Zaptec incident

Zaptec Portal delay

Critical Resolved View vendor source →

Zaptec experienced a critical incident on October 8, 2025 affecting Portal and API and 1 more component, lasting 17h 43m. The incident has been resolved; the full update timeline is below.

Started
Oct 08, 2025, 12:18 PM UTC
Resolved
Oct 09, 2025, 06:01 AM UTC
Duration
17h 43m
Detected by Pingoru
Oct 08, 2025, 12:18 PM UTC

Affected components

PortalAPICharger backendOCPPAPIPortal

Update timeline

  1. investigating Oct 08, 2025, 12:18 PM UTC

    We are currently investigating this issue.

  2. investigating Oct 08, 2025, 12:24 PM UTC

    We’re currently experiencing issues with activating and deactivating chargers in the portal. There’s also some delay in allocating current to the chargers. We are investigating the issue!

  3. investigating Oct 08, 2025, 12:53 PM UTC

    We are continuing to investigate this issue.

  4. investigating Oct 08, 2025, 01:03 PM UTC

    The portal will be temporarily unavailable due to a restart.

  5. investigating Oct 08, 2025, 01:16 PM UTC

    There are still delays in the Zaptec Portal after the restart, and we are continuing to investigate the issue.

  6. investigating Oct 08, 2025, 01:40 PM UTC

    The portal will be unavailable for approximately 15 minutes.

  7. investigating Oct 08, 2025, 01:56 PM UTC

    Portal is up again, but we are still seeing delays.

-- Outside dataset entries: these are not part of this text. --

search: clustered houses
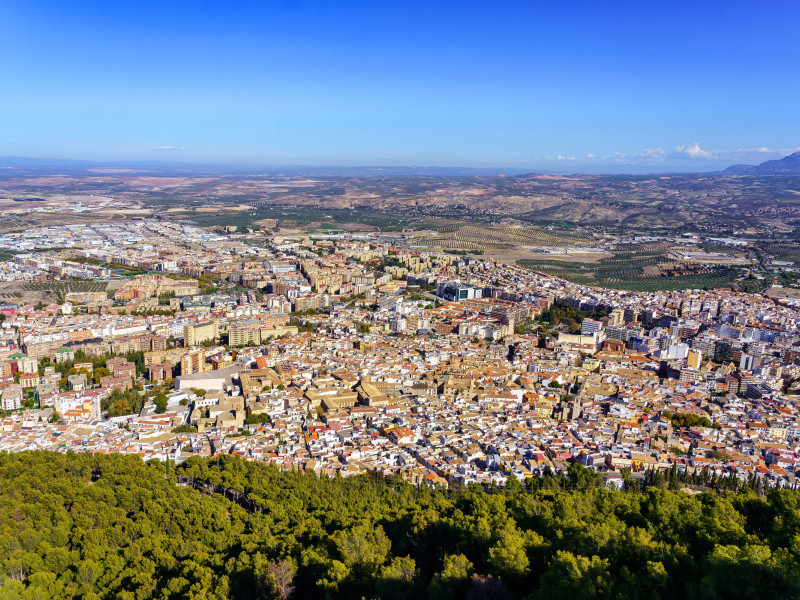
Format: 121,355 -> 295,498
0,221 -> 800,486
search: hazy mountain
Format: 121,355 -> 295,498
0,156 -> 530,177
722,152 -> 800,175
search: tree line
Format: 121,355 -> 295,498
0,451 -> 800,600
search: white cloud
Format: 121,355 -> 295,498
639,148 -> 664,160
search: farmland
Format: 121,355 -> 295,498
517,244 -> 742,291
759,242 -> 800,266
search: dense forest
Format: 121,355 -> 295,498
0,452 -> 800,600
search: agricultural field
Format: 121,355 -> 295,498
517,243 -> 742,292
412,224 -> 597,252
17,280 -> 108,302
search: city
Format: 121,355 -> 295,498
0,220 -> 800,488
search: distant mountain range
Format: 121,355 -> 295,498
0,152 -> 800,180
722,152 -> 800,175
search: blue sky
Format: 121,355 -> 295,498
0,0 -> 800,172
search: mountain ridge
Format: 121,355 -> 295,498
721,151 -> 800,175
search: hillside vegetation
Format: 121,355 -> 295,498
0,452 -> 800,600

We are continuing to investigate the issue.

  8. investigating Oct 08, 2025, 02:07 PM UTC

    There is still delays in Zaptec Portal, this will affect adding new chargers in installations, also Zaptec App We are continuing to investigate the issue.

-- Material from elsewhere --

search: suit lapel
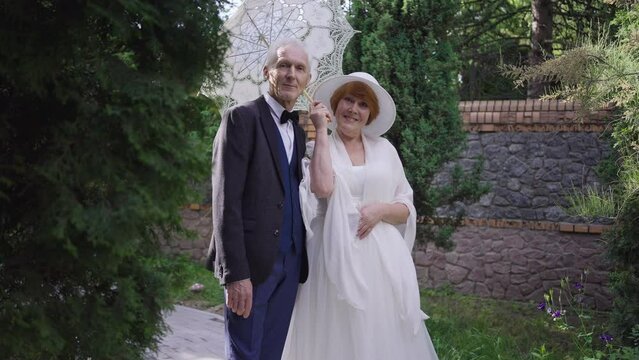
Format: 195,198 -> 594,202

  9. investigating Oct 08, 2025, 02:18 PM UTC

    We are continuing to investigate this issue.

  10. investigating Oct 08, 2025, 02:33 PM UTC

    We’re seeing some improvements, but issues are still under investigation

  11. identified Oct 08, 2025, 02:42 PM UTC

    The issue has been identified and a fix is being implemented.

  12. monitoring Oct 08, 2025, 02:45 PM UTC

    A fix has been implemented and we are monitoring the results.

  13. monitoring Oct 08, 2025, 02:53 PM UTC

    We are continuing to monitor for any further issues.

  14. monitoring Oct 08, 2025, 08:28 PM UTC

    We are continuing to monitor for any further issues.

  15. monitoring Oct 09, 2025, 05:07 AM UTC

    We are continuing to monitor for any further issues.

  16. resolved Oct 09, 2025, 06:01 AM UTC

    This incident has been resolved, postmortems will be posted later today.

  17. postmortem Oct 09, 2025, 10:54 AM UTC

    On October 9, 2025, we experienced our customer portal showing the stale data and then disruptions to charging operations. We want to provide a transparent overview of what happened, how we responded, and the steps we are taking to prevent this from happening again. ‌ \## Timeline of Events 13:45: Replication issues detected between database instances. It was growing slowly but steadily and initially did not caught attention as a transient issue. 14:27: Our engineering team started to recycle most loaded backend systems to clean up potentially hanging database connections. No improvement observed. 14:40: High-traffic API endpoints temporarily disabled to reduce load. No improvement observed. 15:00: Web services temporarily shut down. The underlying problem persisted despite reduced load. 15:00: Charging control plane restarted. Load decreased, but the event backlog continued to grow. 15:10: Web services restored. Event backlog remained unchanged. 15:37: Portal services shut down. Event backlog remained unchanged. 16:03: Incident escalated to emergency status. 16:15: Online detection services temporarily shut down. Event backlog cleared and returned to normal levels. 16:30: All systems stabilized and resumed normal operations. ‌ Root Cause Analysis Our cloud database service stopped shipping transaction logs, causing the secondary database replica to fall behind. This occurred despite adequate resources being available to handle the incoming transaction volume and is clearly visible on the respective server metric. ‌ We are still investigating the underlying cause of the log shipping failure. Current areas of investigation include: Cloud infrastructure networking issues Long-running database transactions caused by application behavior We are actively working to reproduce the issue to better understand the failure conditions. ‌ Preventative Measures and Follow-up To prevent similar incidents and improve our response capabilities, we are implementing the following measures: Infrastructure optimization: Reducing workload on our database infrastructure through architectural improvements. Enhanced monitoring: Deploying additional observability tools to detect replication issues earlier. Automated alerting: New alerts configured for replication lag and transaction log queue sizes to enable faster detection and response. We are committed to continuous improvement and will provide updates as our investigation progresses.